Ce plafonnement ne vaut pas pour les cas abusifs, de licenciements nuls, de discrimination ou de harcèlement au travail. On a été censuré parce qu’on avait essayé de moduler en fonction de la taille de l’entreprise. Nous le proposons à nouveau, dans un cadre général, afin de sécuriser, pour chacune des parties, la rupture par le licenciement individuel.
Finalement, la loi El Khomri porte essentiellement votre inspiration,
celle qui aurait pu figurer dans la loi Macron II sur les nouvelles opportunités économiques ?
La réforme du licenciement économique, je l’avais défendue dans la loi Croissance et activité puisqu’elle a figuré en première lecture au Sénat, puis a été retirée. Mais je l’assume, car ces changements me semblent justes et efficaces pour l’emploi. Cette disposition fait partie de celles envisagées dans le cadre de la stratégie pour les nouvelles opportunités économiques, dans la continuité de la première loi, dans une perspective d’ouverture et de mobilité sociale.
La cohérence d’ensemble manque. Est-ce qu’en découpant en deux votre deuxième loi, le gouvernement ne passe pas à côté de la pédagogie nécessaire… et de l’occasion d’expliquer pourquoi la révolution numérique, la mondialisation, imposent de faire bouger les lignes, de briser certains tabous ?
Donner plus d’adaptabilité aux entreprises, plus de sécurité aux contrats et de visibilité en cas de rupture va de pair avec notre volonté de donner plus d’options aux gens : si on veut vraiment protéger les Français dans ce nouveau monde plus volatil, où tout va plus vite, il faut leur donner de l’autonomie. Protéger les gens, ce n’est pas leur promettre une société qui n’existe plus, un modèle qui est fragilisé. Ce n’est pas de mettre des digues face à la mer. C’est d’abord d’expliquer ce monde nouveau, qui est plus incertain, avec des changements très brutaux qui peuvent être aussi des opportunités, par exemple pour entreprendre plus facilement pour soi-même. Si nous voulons agir maintenant, ce n’est pas par volonté de briser les tabous par principe, ni pour casser l’ordre social, mais pour nous permettre de nous préparer à ces mutations.

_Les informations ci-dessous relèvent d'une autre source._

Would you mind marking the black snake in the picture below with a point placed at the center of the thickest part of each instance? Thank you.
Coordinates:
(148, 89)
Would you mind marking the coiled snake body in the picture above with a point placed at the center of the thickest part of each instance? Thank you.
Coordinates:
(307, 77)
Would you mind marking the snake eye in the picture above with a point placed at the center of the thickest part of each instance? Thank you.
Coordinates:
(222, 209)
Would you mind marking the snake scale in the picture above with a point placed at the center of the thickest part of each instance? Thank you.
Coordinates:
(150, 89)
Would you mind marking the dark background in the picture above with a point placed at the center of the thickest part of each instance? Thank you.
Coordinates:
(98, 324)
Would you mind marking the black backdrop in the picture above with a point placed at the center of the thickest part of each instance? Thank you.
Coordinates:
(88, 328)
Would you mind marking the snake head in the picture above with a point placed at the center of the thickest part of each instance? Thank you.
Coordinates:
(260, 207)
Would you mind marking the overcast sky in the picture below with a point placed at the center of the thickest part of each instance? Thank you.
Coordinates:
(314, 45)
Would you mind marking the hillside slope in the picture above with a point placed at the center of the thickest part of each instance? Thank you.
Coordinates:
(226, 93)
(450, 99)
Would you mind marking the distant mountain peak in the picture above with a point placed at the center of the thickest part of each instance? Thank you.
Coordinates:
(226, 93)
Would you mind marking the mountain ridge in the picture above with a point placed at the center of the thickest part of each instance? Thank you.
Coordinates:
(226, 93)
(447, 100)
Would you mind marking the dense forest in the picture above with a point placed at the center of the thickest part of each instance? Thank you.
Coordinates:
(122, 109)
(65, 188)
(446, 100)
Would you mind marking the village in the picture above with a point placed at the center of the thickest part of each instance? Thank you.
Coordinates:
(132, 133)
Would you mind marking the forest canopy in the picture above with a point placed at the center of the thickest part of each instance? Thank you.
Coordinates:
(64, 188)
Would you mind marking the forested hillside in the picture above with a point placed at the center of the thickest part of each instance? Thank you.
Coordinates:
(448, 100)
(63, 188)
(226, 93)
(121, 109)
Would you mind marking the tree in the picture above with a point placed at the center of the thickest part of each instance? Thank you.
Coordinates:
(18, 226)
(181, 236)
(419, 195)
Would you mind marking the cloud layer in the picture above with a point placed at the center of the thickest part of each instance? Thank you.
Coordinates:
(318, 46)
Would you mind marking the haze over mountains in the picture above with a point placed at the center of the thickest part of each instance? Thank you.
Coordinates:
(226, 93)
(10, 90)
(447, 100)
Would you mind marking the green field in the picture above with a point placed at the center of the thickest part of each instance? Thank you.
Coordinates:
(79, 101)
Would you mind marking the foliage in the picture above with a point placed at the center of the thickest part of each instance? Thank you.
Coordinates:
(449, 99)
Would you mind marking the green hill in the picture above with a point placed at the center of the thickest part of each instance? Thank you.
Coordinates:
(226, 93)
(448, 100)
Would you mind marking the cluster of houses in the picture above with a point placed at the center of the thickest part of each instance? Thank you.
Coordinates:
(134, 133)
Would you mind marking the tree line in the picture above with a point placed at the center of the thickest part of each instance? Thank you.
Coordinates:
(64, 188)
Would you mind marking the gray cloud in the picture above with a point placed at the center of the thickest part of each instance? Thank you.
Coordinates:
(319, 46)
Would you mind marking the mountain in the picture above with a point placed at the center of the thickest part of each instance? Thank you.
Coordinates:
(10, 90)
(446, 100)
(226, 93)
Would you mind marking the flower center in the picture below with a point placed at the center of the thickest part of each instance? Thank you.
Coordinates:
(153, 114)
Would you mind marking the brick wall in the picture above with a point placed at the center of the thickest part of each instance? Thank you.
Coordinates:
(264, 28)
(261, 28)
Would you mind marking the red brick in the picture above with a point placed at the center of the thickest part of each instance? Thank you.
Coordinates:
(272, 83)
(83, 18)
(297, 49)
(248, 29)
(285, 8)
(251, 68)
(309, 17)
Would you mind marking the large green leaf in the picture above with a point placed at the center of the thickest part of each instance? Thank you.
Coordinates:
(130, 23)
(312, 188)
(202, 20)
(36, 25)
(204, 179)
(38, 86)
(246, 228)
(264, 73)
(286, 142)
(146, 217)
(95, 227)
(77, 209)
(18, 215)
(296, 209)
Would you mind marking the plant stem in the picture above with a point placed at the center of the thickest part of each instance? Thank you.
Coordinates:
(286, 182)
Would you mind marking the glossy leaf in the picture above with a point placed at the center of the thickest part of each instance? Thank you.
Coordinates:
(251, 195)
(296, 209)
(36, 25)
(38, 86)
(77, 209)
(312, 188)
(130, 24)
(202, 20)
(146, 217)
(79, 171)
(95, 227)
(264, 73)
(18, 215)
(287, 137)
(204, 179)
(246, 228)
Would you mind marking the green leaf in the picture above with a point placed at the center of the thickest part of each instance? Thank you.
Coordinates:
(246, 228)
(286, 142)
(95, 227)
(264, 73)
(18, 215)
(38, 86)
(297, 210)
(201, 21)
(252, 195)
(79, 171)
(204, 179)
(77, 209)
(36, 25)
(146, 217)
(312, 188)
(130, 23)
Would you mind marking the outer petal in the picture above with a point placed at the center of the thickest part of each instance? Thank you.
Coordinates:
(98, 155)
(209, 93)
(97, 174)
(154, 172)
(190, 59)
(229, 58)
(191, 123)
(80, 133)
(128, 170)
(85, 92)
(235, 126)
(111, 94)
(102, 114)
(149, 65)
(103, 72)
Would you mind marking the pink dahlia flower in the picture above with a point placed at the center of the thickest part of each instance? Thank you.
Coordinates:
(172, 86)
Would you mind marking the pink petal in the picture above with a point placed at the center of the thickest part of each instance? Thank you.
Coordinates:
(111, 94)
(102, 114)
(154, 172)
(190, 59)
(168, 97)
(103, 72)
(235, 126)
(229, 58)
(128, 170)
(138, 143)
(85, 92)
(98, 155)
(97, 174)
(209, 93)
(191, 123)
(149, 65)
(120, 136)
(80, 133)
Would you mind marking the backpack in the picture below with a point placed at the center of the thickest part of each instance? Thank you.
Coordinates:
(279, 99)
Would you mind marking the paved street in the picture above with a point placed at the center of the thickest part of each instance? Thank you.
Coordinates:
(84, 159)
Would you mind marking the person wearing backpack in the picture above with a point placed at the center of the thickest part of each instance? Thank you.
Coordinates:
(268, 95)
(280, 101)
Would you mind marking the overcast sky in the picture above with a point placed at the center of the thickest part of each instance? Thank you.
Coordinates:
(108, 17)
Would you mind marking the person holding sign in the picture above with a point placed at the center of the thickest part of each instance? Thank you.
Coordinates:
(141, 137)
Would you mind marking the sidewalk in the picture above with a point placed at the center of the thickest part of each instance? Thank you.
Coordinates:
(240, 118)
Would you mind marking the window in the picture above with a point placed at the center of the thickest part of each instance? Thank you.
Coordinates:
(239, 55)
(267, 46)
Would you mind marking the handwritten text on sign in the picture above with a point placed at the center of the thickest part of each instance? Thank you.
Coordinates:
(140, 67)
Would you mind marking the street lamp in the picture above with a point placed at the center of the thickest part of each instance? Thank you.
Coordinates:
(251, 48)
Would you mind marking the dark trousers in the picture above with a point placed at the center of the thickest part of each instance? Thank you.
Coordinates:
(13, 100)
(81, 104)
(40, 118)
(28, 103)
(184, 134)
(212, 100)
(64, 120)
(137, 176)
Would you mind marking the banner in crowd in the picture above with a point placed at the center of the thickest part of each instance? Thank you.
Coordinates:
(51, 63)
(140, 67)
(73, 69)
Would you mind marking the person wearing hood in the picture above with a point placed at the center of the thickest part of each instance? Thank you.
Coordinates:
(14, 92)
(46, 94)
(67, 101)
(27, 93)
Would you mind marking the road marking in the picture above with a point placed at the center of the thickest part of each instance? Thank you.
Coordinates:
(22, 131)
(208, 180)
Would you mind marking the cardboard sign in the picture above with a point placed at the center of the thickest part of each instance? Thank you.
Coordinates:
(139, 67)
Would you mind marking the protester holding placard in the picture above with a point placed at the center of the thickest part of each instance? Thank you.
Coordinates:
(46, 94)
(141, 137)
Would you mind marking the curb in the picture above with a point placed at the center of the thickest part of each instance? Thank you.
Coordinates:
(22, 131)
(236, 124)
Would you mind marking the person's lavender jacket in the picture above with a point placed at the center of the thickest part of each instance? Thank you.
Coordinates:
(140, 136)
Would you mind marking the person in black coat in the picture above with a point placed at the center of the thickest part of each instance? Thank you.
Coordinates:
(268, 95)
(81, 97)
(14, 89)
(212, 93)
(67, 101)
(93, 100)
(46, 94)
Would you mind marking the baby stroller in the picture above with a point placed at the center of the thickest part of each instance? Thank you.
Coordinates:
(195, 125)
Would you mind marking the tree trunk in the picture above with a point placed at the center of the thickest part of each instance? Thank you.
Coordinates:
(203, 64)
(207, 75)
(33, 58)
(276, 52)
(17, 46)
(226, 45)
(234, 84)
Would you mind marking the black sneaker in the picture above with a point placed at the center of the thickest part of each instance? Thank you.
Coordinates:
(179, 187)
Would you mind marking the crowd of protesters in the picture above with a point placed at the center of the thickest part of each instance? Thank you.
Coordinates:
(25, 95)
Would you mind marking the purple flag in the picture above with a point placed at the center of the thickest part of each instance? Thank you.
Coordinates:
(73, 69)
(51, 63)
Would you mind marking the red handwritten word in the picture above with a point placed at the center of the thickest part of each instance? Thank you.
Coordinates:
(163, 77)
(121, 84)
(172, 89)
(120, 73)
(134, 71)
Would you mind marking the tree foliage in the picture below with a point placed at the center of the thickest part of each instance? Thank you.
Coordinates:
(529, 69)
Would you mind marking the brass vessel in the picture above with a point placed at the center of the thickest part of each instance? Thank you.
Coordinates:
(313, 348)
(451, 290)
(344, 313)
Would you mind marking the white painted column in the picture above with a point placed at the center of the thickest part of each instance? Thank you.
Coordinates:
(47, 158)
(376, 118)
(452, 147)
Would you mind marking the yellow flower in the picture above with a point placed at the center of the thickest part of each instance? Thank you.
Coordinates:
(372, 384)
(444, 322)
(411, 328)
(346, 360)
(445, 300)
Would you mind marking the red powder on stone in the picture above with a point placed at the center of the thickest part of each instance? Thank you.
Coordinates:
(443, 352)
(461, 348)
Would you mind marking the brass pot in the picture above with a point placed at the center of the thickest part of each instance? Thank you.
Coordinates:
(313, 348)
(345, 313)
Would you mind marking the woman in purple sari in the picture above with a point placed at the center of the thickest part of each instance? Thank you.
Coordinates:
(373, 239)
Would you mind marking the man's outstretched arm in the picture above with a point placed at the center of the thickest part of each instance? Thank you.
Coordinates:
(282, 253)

La responsabilité d’un homme politique, c’est de donner aux individus la possibilité de réussir, dans un environnement où le modèle ne sera plus un CDI toute la vie dans la même entreprise, modèle sur lequel est fondé notre droit du travail depuis 1945. Ce sera de plus en plus une exception, mais ce n’est pas forcément grave. L’avenir sera même plus favorable aux individus, parce que cette révolution numérique porte aussi en elle moins de pénibilité, plus d’autonomie dans la relation au travail. Elle atténue le caractère roboratif et sans intérêt, parfois insupportable, du travail tel qu’on l’a conçu jusqu’ici. Demandez-vous pourquoi, lorsqu’il y a un plan de départs, même dans les très belles entreprises publiques, ceux qui ont plus de 55 ans veulent trop souvent prendre leur chèque et partir. C’est parce que souvent ils ne s’épanouissent plus dans leur métier, parce qu’on les a trop peu formés pour faire autre chose.
En fait, on a un peu l’impression que cette réforme oppose deux camps : celui des salariés et celui des chômeurs…
En France, on a longtemps vécu sur un accord implicite échangeant hyper-protection pour les insiders et hyper-précarité pour les outsiders, souvent livrés à eux-mêmes. Dans des modèles plus adaptés aux disruptions que nous connaissons, à une économie qui va vite, il y a certes plus de flexibilité, parfois plus de risques, mais dans le même temps, il y a beaucoup plus d’exigences vis-à-vis des employeurs, sur la formation notamment. On parle souvent du modèle californien comme d’un enfer social, très instable. Contrairement à ce que l’on dit, dans la Silicon Valley, on fait plus attention aux salariés, qui changent plus souvent d’entreprise.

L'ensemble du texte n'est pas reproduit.